In the early 1950s, the United States Air Force Military Air Transport Service already operated several successful types of new transport aircraft, such as the Lockheed C-130 Hercules and Douglas C-124 Globemaster II, the latter considered heavy because it could carry loads weighing more than 30 tons. However, it had serious limitations with respect to cargo dimensions, as well as structural problems, since the fuselage loading level was quite high from the ground surface.
At the beginning of 1952, the Air Force announced plans to purchase a new type of aircraft for the MATS under the Logistic Carrier Support System SS402L program. According to the specifications, the aircraft had to be able to lift into the air cargoes weighing more than 45 tons and of super-large clearance.
Aircraft manufacturer Douglas, which had produced transport aircraft for the military for a long time, proposed two designs, the C-132 and the C-133. The C-132 project was rejected over a number of technical issues, and the C-133 immediately received an order for an initial series of 12 aircraft, forgoing the building of any separate prototype for testing. Construction of the first aircraft began at the end of 1953, and on April 23, 1956 the first test flight of the new giant
took place. After resolving a few problems, the C-133 series, which was officially named Cargomaster, began to be massproduced, and in August 1957 the 39th Transport Brigade at the Dover Airbase in Delaware received the first series aircraft, followed by the 84th Brigade for the next machine of this type, based at McCord.
The C-133 was operated intensively from 1958 onwards. The world was already on the threshold of a large-scale confrontation, especially in Europe, where the US and the USSR vied for influence over the entire region. The C-133 was the only type that could carry almost 100 percent of the US' military equipment, including most of the main types of armored vehicles, and therefore its role in moving troops to Europe was particularly important at this time.
During series production of the C-133A, its design was constantly modified to improve performance, primarily to increase its load capacity or to transport an ever larger range of over-sized cargoes.
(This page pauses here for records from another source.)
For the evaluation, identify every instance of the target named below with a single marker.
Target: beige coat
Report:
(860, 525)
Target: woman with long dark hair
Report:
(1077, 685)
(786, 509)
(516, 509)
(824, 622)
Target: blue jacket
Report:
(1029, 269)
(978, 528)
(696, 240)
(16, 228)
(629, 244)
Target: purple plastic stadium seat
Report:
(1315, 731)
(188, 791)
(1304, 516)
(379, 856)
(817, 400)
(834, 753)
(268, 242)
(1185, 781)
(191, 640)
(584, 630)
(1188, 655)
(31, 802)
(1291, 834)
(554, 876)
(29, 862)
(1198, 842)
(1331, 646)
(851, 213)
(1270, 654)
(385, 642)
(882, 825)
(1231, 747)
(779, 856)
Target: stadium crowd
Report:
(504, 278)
Starting from the eighth airframe, the tail section was slightly modified, and from the 33rd, the cargo compartment doors were redesigned, so that they now opened to each side. This allowed the transport of missiles such as the Atlas, Titan and Minuteman in assembled form; previously, their transportation was carried out exclusively by motor transport.
C-133A aircraft were also used by NASA, the National Aeronautics and Space Administration. The C-133A delivered Saturn rockets to the Cape Canaveral Space Center; and after the descent of the vehicle from space, the capsule, having splashed down on the ocean, would also be transported between airbases by an aircraft of this type.
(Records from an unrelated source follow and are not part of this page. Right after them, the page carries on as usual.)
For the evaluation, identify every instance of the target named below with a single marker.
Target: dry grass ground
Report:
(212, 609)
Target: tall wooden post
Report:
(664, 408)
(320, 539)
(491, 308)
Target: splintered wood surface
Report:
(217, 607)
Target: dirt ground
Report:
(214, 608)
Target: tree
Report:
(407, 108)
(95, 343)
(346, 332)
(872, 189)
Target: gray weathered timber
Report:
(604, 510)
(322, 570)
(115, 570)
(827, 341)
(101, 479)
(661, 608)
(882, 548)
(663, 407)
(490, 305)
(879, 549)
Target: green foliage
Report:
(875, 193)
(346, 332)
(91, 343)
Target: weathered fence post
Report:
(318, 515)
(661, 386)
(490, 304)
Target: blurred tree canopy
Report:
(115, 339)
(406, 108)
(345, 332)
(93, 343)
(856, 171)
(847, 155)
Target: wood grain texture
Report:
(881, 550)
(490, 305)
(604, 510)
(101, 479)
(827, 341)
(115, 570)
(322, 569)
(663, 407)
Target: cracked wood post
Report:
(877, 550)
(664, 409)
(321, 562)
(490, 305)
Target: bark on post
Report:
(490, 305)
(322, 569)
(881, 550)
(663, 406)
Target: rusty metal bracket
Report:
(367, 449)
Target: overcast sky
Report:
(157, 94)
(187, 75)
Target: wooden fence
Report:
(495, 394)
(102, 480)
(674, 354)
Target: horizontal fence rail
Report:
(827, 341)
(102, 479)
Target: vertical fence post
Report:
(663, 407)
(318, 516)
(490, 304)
After the start of the war in Vietnam, the United States Air Force, along with other US Air Force transport aircraft, carried out numerous missions for the delivery of military cargoes to the distant south-eastern region. Their role was very important, as the conduct of the conflict, which intensified more and more year by year, required a significant amount of heavy weapons.
However, by the late 1960s, after a thorough examination of the C-133, it became clear that the C-133 showed evidence of extensive fatigue, so that at any moment the possibility of an air crash could not be ruled out. All the C-133A and the later C-133B aircraft were immediately withdrawn from service. For safety reasons, the military decided to use less intensive transportation, in the shape of the more reliable C-130 and C-141. In addition, testing had already ended and series construction begun, of the very heavy Lockheed C-5A Galaxy, which in all parameters exceeded the capacity of the C-133. An initiative to use the C-133 in the field of civil freight traffic also came to nothing, due to safety considerations.
Airplanes were gradually transferred to bases storing obsolete equipment, and some of the most troublesome planes were promptly delivered to aviation museums. In
1976, the transportation company Northern Air Cargo leased one C-133 to transport oilfield equipment to Alaska. In total, 35 of the C-133A were built.